12-14-2022, 05:05 AM
(12-14-2022, 12:40 AM)JasonBlack Wrote: One thing that is sure to go: the divide over whether to have more vs less involvement overseas is a generation one, not a left/right one. Silents and boomers want more "spreading democracy", nation building, being the world police, etc. Millennials and zoomers want us to leave the rest of the world alone and focus on ourselves. One of my biggest gripes with Idealist generations is their tendency to want to project universalist ideologies as far as possible, and they expect other generations to foot the bill and make the sacrifices necessary for this to happen. The Civil War is probably the most extreme example, but this trait is still definitely present in boomers.

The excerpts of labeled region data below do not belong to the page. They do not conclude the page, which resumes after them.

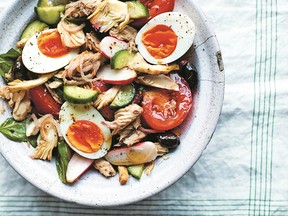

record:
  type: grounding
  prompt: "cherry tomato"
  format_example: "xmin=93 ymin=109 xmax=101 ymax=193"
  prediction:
xmin=132 ymin=0 xmax=175 ymax=27
xmin=29 ymin=85 xmax=60 ymax=117
xmin=142 ymin=73 xmax=192 ymax=130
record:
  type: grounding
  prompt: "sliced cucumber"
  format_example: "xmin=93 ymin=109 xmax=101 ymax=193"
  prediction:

In the event that they are opposing rather than complimentary priorities, the question is what is best for America, not what is best for the rest of the world. Many boomers (and likely a few in here) will object to this, but frankly...most of y'all gon' be dead by the 1T, and the younger generations simply don't care about that. We care about rebuilding, not making sacrifices for causes primarily aimed at benefitting foreign parties.
Is this why the US is moving slowly on climate change so far & appears to not care as much as other places on this topic? Slowing down the phenomenon will also benefit the US in addition to everywhere else, but it seems even my (Millennial) generation & the Xers I know don't seem to care enough about it to push industry to change. Do we just think we won't be around to see whatever the outcome will be? (Xers will be 70+/'twilight years' in 2050, Millennials 50+/'leaving prime age', etc) Millennials are in the 'raising kids/family' phase and likely just don't have the time to pursue a lot of protesting for something far down the pike when we have plenty on our plate now that is troublesome.